Filosofo e sociologo. Insegna Sociologia dei fenomeni collettivi presso il Dipartimento di Scienze Umane e Sociali dell’Università di Bergamo. L’Atelier dell’Errore è una realtà artistica che ci rivela attraverso le opere dei suoi artisti, la verità di un meccanismo atavico che si riproduce di generazione in generazione nell’inconsapevolezza della sua riproduzione.
I quadri di creature mostruose e immaginarie rivelano ciò che l’antropologo René Girard nel suo libro, Delle cose nascoste sin dalla fondazione del mondo (Adelphi, Milano, 1996), ha definito il meccanismo del capro espiatorio.Le creature raffigurate nelle opere dei giovani artisti dell’Atelier dell’Errore sono la rappresentazione simbolica dei mostri, che sin dalle origini della cultura hanno legato il loro destino a quello del loro sacrificio. Il legame tra il mostro e il suo sacrificio è antico, e rimanda al meccanismo stesso del capro espiatorio.
I mostri, nostri capri espiatori Il capro espiatorio sin dall’antichità è una vittima innocente, accusata ingiustamente, ma che per gli accusatori è innanzitutto un colpevole consustanziale alla sua colpa, a tal punto che è impossibile separare questa da quello. La colpa sembra un attributo ontologico, un anatema del capro espiatorio. Gli basta essere quello che è per operare quei disastri, che fatalmente saranno poi i capi di accusa utilizzati per il suo sacrificio. L’anatema si riscontra di riflesso nell’oblio dell’indifferenza che ispira il diverso o, con un termine caro a Erving Goffman, lo stigmatizzato, che è abbandonato, ghettizzato, marginalizzato e infine escluso dalla vita sociale delle persone così dette normali. Lo stigma del capro espiatorio è avvertito con la medesima potenza di un miasma.

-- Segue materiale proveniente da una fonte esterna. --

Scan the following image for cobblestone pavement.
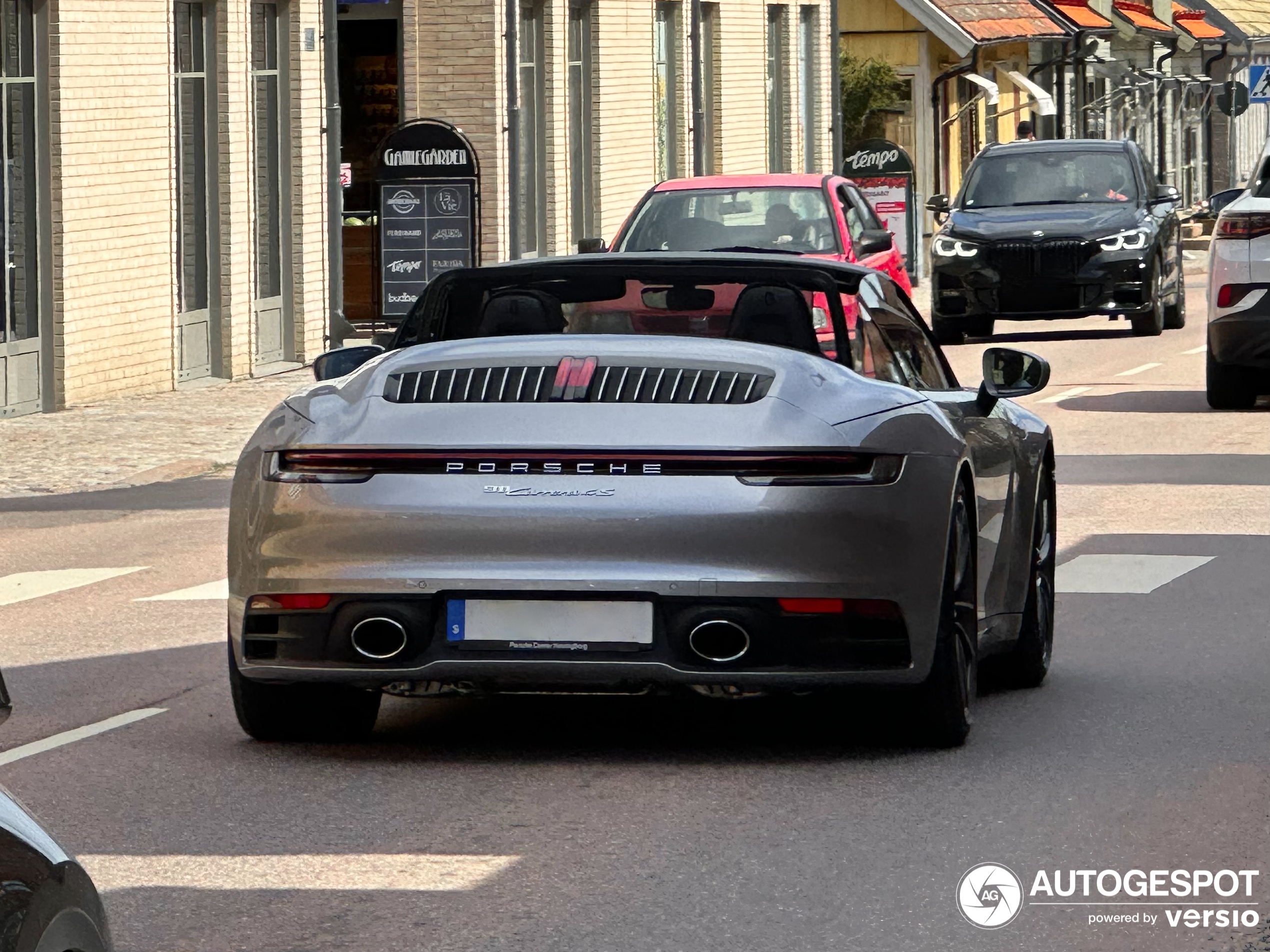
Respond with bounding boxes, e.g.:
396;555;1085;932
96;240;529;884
0;368;312;496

La parola indica in origine l’esalazione tossica contagiosa dei fenomeni di putrefazione e significa inquinamento o contaminazione, che sconvolge tutto il corso normale della vita. Nei rituali sacrificali dell’antichità, il portatore del miasma spesso è il diverso, colui il quale è portatore di un tratto distintivo che lo rende mostruoso, e perciò necessariamente sacrificabile al fine di impedire la diffusione contagiosa della mostruosità. Perché i mostri sono differenti, ma lo sono in modo inquietante, a tal punto da attrarre lo sguardo degli accusatori, secondo l’antica formula magica, per cui se una persona è un mostro, avrà pur commesso qualchecosa di mostruoso per essere tale.

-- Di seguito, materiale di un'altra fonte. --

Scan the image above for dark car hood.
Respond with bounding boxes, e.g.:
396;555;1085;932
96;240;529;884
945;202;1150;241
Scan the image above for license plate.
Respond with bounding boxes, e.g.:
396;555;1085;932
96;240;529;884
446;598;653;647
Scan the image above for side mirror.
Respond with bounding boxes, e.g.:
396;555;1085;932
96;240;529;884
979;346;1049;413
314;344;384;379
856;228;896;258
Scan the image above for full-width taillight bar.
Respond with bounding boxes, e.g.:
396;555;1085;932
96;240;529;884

Le infermità fisiche e i mostri L’inquietudine del mostruoso si coglie bene per le infermità fisiche. Il corpo è un sistema di relazioni, dove ogni parte ha un rapporto specifico con il tutto. Potremmo dire che il corpo è un sistema di differenze anatomiche in relazioni simmetriche, una parte è speculare all’altra, e complementari, le parti si completano tra loro. Se un’infermità, anche accidentale, inquieta, è perché introduce nel sistema di relazioni del corpo un’impressione di dinamismo destabilizzante. L’infermità sembra minacciare il sistema nel suo insieme, perché introduce in esso una rottura di equilibrio.

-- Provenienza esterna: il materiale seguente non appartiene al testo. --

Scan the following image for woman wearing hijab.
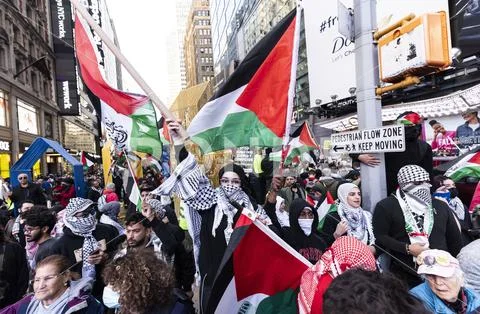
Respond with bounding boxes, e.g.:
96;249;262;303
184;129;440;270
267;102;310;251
0;255;104;314
410;250;480;314
282;198;328;264
322;183;375;254
152;120;271;314
298;236;376;314
432;176;473;246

Si cerca di circoscrivere l’infermità, ma non si può; essa sconvolge attorno a sé le relazioni, che diventano mostruose, esse perdono l’equilibrio tra simmetria e complementarità, precipitano, si comprimo, si mescolano. La differenza fuori dall’ordine è inquietante, perché fa intravedere la natura del sistema, la sua profonda relatività, fragilità, la sua mortalità. Le infermità fisiche dunque sono un’anomalia; non riusciamo a vedere in esse l’altra normalità possibile, ma solo l’anormalità rispetto al corpo; l’infermo si muta in deforme, l’infermità in deformità, e dall’anomalia si crea la mostruosità.
I mostri rivelano chi siamo I giovani artisti dell’Atelier dell’Errore, attraverso le loro opere di creature apparentemente mostruose, rivelano ciò che noi siamo e che, sebbene a un livello meno letale che in passato, spesso rifiutiamo di accettare. Le loro opere mostrano ciò che molti studi antropologici ed evoluzionistici hanno ormai scientificamente dimostrato, cioè che l’essere umano è stato un errore evolutivo, dove il superfluo, l’eccentrico e l’anormale hanno giocato un ruolo decisivo per la sopravvivenza della specie. Il paleontologo Stephen Jay Gould ne La vita meravigliosa (Feltrinelli, Milano 1990) racconta che tutto quello che noi sappiamo sull’evoluzione è frutto della sovrabbondanza, della presenza di grande eccentricità e di grande superfluità, apparentemente mostruosa agli occhi dei molti. Bisogna dunque riconoscere nelle opere degli artisti dell’Atelier dell’Errore la sofferente capacità di immaginare la complessità della vita e dei legami sociali, in grado di trasformare le condizioni mostruose in condizioni “eccentriche”, di trasformare la marginalità in singolarità espressiva, in una nuova opportunità di convivenza sociale, senza cadere, come spesso abbiamo fatto in passato, in una cieca caccia ai capri espiatori.